More seasoned Gonzales ready to make noise in second US Open

Andres Gonzales says his seasoning will help him at his second U.S. Open: “I can go out and prepare more to contend in a major.”
Andres Gonzales says his seasoning will help him at his second U.S. Open: “I can go out and prepare more to contend in a major.” The Associated Press

Andres Gonzales loves everything about being in the Pittsburgh area this week except his golf bag.

Like all the Callaway-sponsored bags for golfers in the 116th U.S. Open at Oakmont Country Club, Gonzales’ bag is black and gold. Those are Steelers’ colors. Gonzales is a devout Seattle Seahawks fan.

“I don’t like it,” he said with a smirk. “But I do what (Callaway) says. It is cool for only one week, I guess.”

And if Gonzales has to personally tote his golf bag through Sunday in his second U.S. Open start, he still would be ecstatic.

Gonzales missed the cut in his previous U.S. Open appearance in 2011 at Congressional Country Club, which is in a Maryland suburb of Washington, D.C.

“I feel way more comfortable than the first time. I was pretty nervous in the first one,” said Gonzales, who grew up in Olympia and played at Capital High School. He lives in Lakewood.

“I have played in big tournaments since then, and feel like I can go out and prepare more to contend in a major as opposed to last time, when I was just here enjoying it.”

The 33-year-old has gone through plenty in his career since that trip to Congressional.

After 2011, he went to the Web.com Tour, where he earned his first significant victory at the Soboda Golf Classic.
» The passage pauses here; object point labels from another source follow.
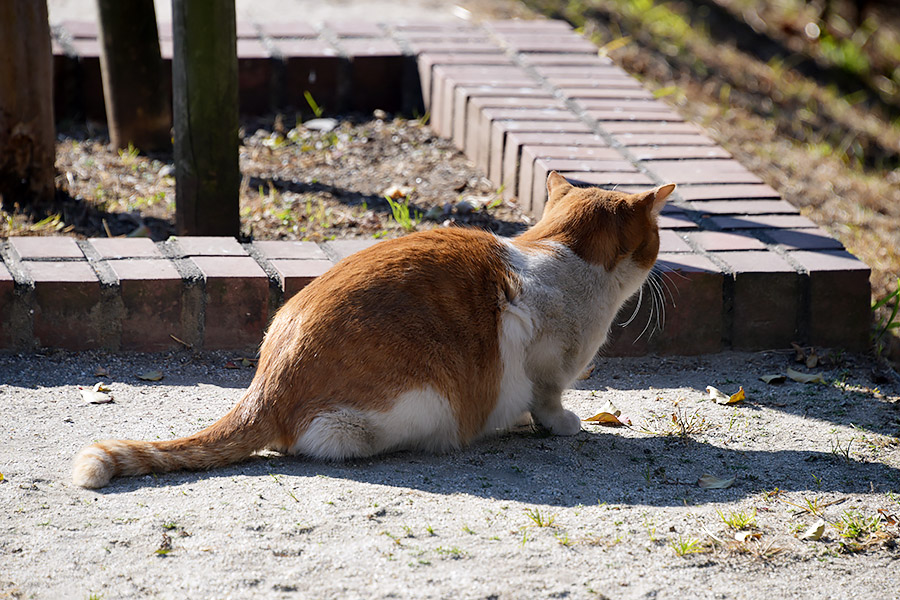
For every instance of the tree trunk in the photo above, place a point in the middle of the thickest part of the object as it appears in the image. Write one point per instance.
(137, 100)
(205, 108)
(27, 134)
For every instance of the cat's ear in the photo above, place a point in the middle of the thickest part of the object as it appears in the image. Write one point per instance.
(655, 199)
(557, 184)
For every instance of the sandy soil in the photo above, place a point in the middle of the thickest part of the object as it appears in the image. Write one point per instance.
(611, 512)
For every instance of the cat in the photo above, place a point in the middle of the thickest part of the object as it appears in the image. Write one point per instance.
(427, 341)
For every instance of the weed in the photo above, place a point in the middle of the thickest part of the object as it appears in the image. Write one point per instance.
(317, 110)
(684, 546)
(540, 520)
(739, 520)
(854, 525)
(401, 213)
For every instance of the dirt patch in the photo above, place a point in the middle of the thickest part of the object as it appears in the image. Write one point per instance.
(607, 513)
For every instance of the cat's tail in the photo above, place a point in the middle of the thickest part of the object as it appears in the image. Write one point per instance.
(228, 440)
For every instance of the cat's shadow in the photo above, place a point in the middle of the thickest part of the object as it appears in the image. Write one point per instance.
(589, 468)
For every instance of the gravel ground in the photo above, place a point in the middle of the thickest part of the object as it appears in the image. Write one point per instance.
(611, 512)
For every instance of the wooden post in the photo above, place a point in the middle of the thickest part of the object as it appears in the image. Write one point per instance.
(205, 110)
(136, 94)
(27, 134)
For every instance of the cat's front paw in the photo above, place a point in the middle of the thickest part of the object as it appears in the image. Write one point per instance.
(564, 422)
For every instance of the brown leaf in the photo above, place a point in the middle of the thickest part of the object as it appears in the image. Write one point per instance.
(711, 482)
(151, 376)
(608, 420)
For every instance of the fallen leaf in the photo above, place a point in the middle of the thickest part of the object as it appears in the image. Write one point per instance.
(608, 419)
(711, 482)
(804, 377)
(96, 395)
(814, 532)
(720, 397)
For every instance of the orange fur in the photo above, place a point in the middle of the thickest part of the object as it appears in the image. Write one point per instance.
(431, 320)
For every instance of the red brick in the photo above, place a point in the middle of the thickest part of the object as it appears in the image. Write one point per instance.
(623, 129)
(478, 133)
(355, 28)
(510, 161)
(427, 61)
(693, 311)
(804, 239)
(151, 297)
(125, 248)
(237, 301)
(458, 117)
(533, 175)
(210, 246)
(6, 308)
(703, 171)
(839, 299)
(727, 192)
(671, 217)
(500, 129)
(447, 78)
(662, 139)
(679, 152)
(720, 240)
(763, 221)
(297, 274)
(609, 82)
(477, 103)
(592, 178)
(765, 300)
(744, 207)
(67, 312)
(549, 43)
(46, 247)
(669, 241)
(583, 93)
(344, 248)
(272, 250)
(563, 59)
(288, 29)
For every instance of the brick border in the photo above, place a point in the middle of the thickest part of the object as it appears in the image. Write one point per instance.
(739, 266)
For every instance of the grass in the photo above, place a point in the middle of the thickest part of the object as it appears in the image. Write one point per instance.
(739, 520)
(683, 546)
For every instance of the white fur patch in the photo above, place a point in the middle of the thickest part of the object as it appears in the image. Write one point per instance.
(420, 419)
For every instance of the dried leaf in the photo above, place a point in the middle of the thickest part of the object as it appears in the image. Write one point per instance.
(151, 376)
(711, 482)
(804, 377)
(814, 532)
(720, 397)
(743, 536)
(96, 395)
(608, 419)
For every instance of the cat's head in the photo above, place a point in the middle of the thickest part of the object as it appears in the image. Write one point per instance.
(603, 227)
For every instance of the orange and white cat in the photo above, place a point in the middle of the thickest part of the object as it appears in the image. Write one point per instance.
(428, 341)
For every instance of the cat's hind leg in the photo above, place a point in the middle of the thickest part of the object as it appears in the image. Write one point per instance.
(337, 435)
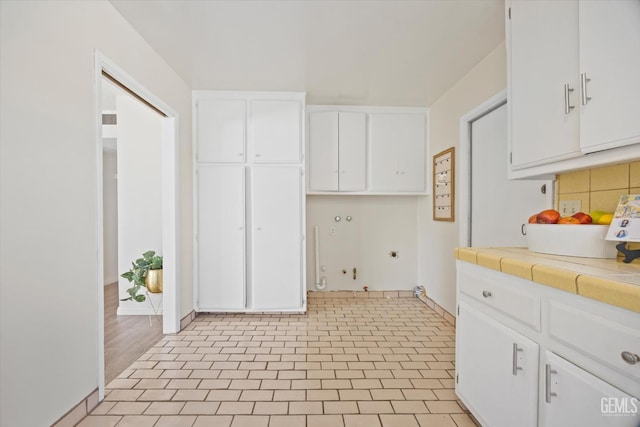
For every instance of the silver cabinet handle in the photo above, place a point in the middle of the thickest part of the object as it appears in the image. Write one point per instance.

Back on the PGA Tour in 2013, he struggled once more — and found himself playing on the Web.com Tour again.

He won again — at the 2014 Utah Championship.
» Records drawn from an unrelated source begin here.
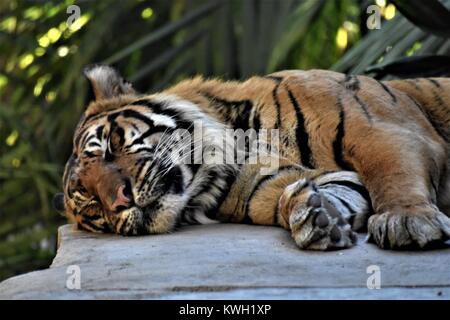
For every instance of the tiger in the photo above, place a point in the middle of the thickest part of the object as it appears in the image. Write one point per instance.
(354, 154)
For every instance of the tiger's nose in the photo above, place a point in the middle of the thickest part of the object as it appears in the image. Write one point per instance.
(123, 199)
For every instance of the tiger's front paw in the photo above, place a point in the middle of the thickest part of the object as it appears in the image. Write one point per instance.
(314, 223)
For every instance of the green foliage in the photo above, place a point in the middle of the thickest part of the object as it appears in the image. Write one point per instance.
(154, 43)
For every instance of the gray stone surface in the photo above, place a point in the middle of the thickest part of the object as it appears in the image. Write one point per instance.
(228, 262)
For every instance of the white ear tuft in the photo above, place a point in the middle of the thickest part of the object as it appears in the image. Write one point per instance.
(106, 82)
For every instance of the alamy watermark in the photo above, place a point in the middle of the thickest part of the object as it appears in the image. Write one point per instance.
(374, 280)
(75, 13)
(211, 146)
(73, 281)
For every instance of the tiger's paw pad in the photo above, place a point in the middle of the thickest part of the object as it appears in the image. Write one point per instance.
(316, 225)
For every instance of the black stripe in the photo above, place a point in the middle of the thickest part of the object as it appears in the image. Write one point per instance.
(159, 109)
(434, 82)
(338, 141)
(363, 107)
(385, 88)
(93, 226)
(94, 144)
(239, 120)
(276, 79)
(259, 184)
(277, 106)
(143, 149)
(149, 132)
(99, 132)
(89, 154)
(142, 163)
(229, 180)
(256, 120)
(343, 202)
(301, 133)
(414, 83)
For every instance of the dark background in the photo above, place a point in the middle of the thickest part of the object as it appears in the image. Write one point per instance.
(155, 44)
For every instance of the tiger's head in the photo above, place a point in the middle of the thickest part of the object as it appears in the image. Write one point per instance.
(121, 176)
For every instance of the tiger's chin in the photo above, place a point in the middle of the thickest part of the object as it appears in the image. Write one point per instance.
(160, 217)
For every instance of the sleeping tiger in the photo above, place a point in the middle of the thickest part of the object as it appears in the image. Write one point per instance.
(352, 153)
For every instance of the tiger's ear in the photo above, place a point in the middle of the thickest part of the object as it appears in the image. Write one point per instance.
(106, 82)
(58, 203)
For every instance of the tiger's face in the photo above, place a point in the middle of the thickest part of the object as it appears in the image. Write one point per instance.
(121, 176)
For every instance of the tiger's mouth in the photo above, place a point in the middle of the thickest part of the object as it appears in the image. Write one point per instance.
(123, 198)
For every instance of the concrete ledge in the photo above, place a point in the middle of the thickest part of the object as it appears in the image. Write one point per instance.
(227, 261)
In 2015, he enjoyed his best season on the PGA Tour, making 17 of 28 cuts and earning a career-best $925,335 to keep full-time playing privileges.

But after some early-season struggles this season, Gonzales made a change. He split with Austin, Texas-based swing instructor Ann Marie Gildersleeve and has been working with Chris Griffin, the assistant professional at Tacoma Country & Golf Club.

“We hit a stalemate, so I decided to move on,” Gonzales said. “I am now working with Griff, even though it hasn’t been for a long time — maybe five hours together. But I am excited.”

After Gonzales was co-medalist at U.S. Open sectional qualifying in Memphis, Tennessee, last week, then missed the cut at the FedEx St. Jude Classic on Friday, he immediately headed to Oakmont.

He walked the front nine Saturday with only a wedge and putter, just to get a feel for the demanding greens.

“Our greens at Tacoma (C&GC) run as good as any greens I’ve putted, including these,” Gonzales said. “These have much more undulation. You have to use much more creativity out here.”

Gonzales played a full practice round Monday, then nine holes apiece on Tuesday and Wednesday to prepare for his 6:45 a.m. EDT tee time Thursday.

“It is very fair. Everything is right in front of you. There are a couple of holes you have to hit into elevated greens, but other than that, you know where it is going,” Gonzales said.

“There are no gimme-a-break holes out here … but I feel pretty good here. The fairways are generous. But when you get off of them, you are in trouble.”